Skontaktowaliśmy się z przedstawicielem Zarządu Wód Polskich, który zapewnił nas, że prace w ramach pierwszego etapu tej inwestycji rozpoczną się już niebawem. - Zbiornik, który został w Sulejowie zbudowany ponad 40 lat temu, i sama Pilica, są mocno zaniedbane. Aby poprawić tę sytuacje należy liczyć się z wydatkiem rzędu 28 mln zł - powiedział nam Krzysztof Woś, zastępca prezesa Wód Polskich ds. Ochrony Przed Powodzią i Suszą. - Fakt, że zadanie to znalazło się na liście nr II tzw. Master Planów (zatwierdzanej przez Radę Ministrów) sprawia, że możliwości pozyskania środków zewnętrznych są mocno ograniczone. W związku z tymi trudnościami Wody Polskie proponują, by podzielić to przedsięwzięcie na dwa etapy. W pierwszym należy przeprowadzić regulację rzeki Pilicy, czyli między innymi jej pogłębienie i wzmocnienie brzegów oraz uporządkowanie strefy cofkowej zbiornika. Ten etap chcemy rozpocząć niezwłocznie. Prace wystartują w tym roku, a w przyszłym powinniśmy je zakończyć. To, kiedy na miejscu pojawią się ekipy, które wezmą udział w pracach, zależy od procedury przetargowej. Decyzja co do rozpoczęcia działań już zapadła. Ta pierwsza część może kosztować około 5 mln zł i będzie finansowana z obecnego i przyszłorocznego budżetu Wód Polskich.
W drugim etapie trzeba się z kolei zająć samym zbiornikiem. Należy go uporządkować, jednak z punktu widzenia ochrony przeciwpowodziowej... nie jest to sprawa aż tak nagląca (z pewnością inne zdanie na ten temat mają mieszkańcy Sulejowa). - Druga część prac jest o wiele droższa, dlatego, że wymaga m.in. przeprowadzenia prac pogłębiarskich czy wyczyszczenia zbiornika poprzez refulację (prace mające na celu poszerzanie oraz ochronę plaży, terenów brzegowych, wysp, portów i torów podejściowych – przyp. red.) - dodaje K. Woś.

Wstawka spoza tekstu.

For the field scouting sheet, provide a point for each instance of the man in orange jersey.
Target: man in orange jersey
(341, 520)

Dorota Jankowska, zastępca burmistrza Sulejowa podkreśla, że to bardzo ważna i dobra wiadomość dla wszystkich mieszkańców gminy, ale jednocześnie dodaje, że nie wszystko jest tak oczywiste jak na pierwszy rzut oka mogłoby się wydawać. - Realizacja tej inwestycji jest ukoronowaniem wszelkich działań, jakie podjęliśmy wspólnie z burmistrzem Wojciechem Ostrowskim – mówi. - Przez ostatnie 4 lata intensywnie zabiegaliśmy o realizację inwestycji nazwanej „Makroniwelacja i rekultywacja zbiornika wodnego Sulejów wraz z udrożnieniem partii cofkowej na odcinku rzeki Pilicy w Sulejowie". Jesteśmy szczęśliwi w związku z podjętą decyzją i cieszymy się, że Wody Polskie planują rozpocząć prace tak szybko. Z drugiej strony wiemy jednak, że nie ma dokumentacji projektowej, która pozwoliłaby na zrealizowanie tego przedsięwzięcia i na pewno nie powstanie ona w ciągu najbliższych tygodni. Dlatego też ta radość jest okraszona pewną wątpliwością, która wynika z doświadczenia, jakie nabyliśmy przez lata ubiegania się o podjęcie działań.
Codziennością dla mieszkańców Sulejowa jest to, że wszystkie wody podziemne znajdujące się na ich terenie równają do wysokości Pilicy, co w praktyce oznacza regularne zalewanie domowych piwnic. Kiedy tylko w regionie pojawiają się intensywne opady deszczu, w Sulejowie bardzo szybko osiągane są stany ostrzegawcze. Jeśli Pilica wylałaby, wał zabezpieczający mieszkańców przed powodzą uległby zniszczeniu, wówczas zatopionych zostałoby około 600 gospodarstw domowych.